Québec partage sensiblement leur lecture. Hier encore, le ministre de la Santé, Yves Bolduc, a dit vouloir agir en ce sens. Son attachée de presse, Karine Rivard, a d'ailleurs rappelé la mise en place de diverses tables de concertation qui ont permis de dégager des consensus. «Par exemple, nous avons instauré des primes de rétention pour les jeunes infirmières et celles qui s'approchent de la retraite. Nous avons aussi augmenté les admissions en soins infirmiers.» D'autres actions sont encore sur la table à dessin, assure-t-elle.
Tout cela est trop peu, trop tard, a rétorqué le trio, qui voit dans la faiblesse de la réponse ministérielle, un geste purement politique. «Le problème et les solutions sont connus, mais il n'y a pas de volonté politique pour les mettre en branle», a déploré la présidente de la FIQ, Régine Laurent. Le bilan des libéraux a d'ailleurs été passablement écorché par les trois protagonistes hier. «Ça fait depuis 2003 essentiellement qu'il ne se passe rien au Québec et qu'on passe d'une crise à l'autre», a dit le Dr Barrette. Rien, vraiment? «Rien, sinon que la situation est encore plus difficile», a ajouté le Dr Godin.
Québec a pourtant les moyens d'agir, ont fait valoir les chefs syndicaux. Il en fait la démonstration en ouvrant des lits et en débloquant des budgets pour gérer la grippe A(H1N1) l'automne dernier. «L'État a dans ses livres le ratio quotidien de lits qu'on doit acheter pour sortir des [patients] chroniques. [...] Au pire des scénarios, c'est 50 millions par année», a illustré le Dr Barrette. «Mais ces 50 millions par année, on décide de ne pas les investir.»

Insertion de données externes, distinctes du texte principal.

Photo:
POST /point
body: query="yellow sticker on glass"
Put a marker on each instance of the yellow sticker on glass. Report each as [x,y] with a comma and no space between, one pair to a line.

Ce choix irrite d'autant plus que Québec annonçait la semaine dernière qu'il consacrerait 80 millions à son nouveau programme universel de fécondation in vitro. «Quand c'est politiquement rentable, on trouve l'argent. Quand ce n'est pas politiquement rentable, on laisse sécher les gens. Et, au bout de la ligne, on laisse sécher les patients», a dénoncé hier le Dr Barrette.

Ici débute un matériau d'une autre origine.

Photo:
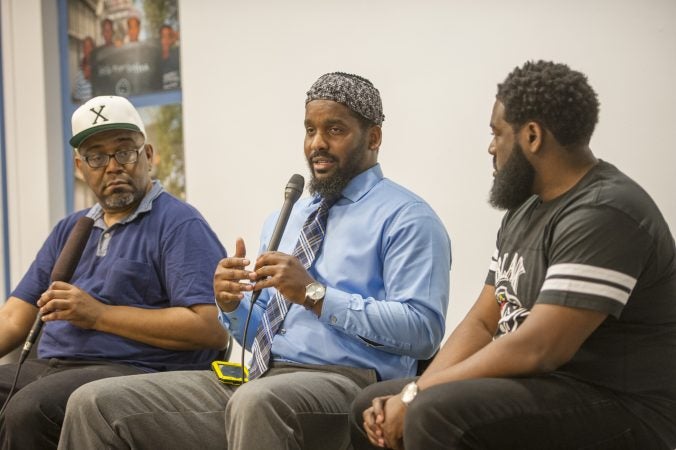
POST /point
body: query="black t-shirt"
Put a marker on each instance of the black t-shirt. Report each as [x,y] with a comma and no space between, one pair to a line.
[604,246]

Le refus est d'autant plus dur à accepter que la marche qui reste à gravir pour avoir un système plus fluide n'est pas si haute de l'avis du président de la FMSQ. «Mais celui qui décide décide de ne pas la monter pour ne pas faire de la peine à l'électorat.» Qu'il le veuille ou non, l'heure des choix a sonné. Les médecins, eux, ont choisi leur camp. «Nous allons supporter les infirmières, parce que nous ne pouvons pas travailler sans elles», a dit le Dr Godin. «À elles de choisir les moyens pour se faire entendre, nous les appuierons», a ajouté le Dr Barrette.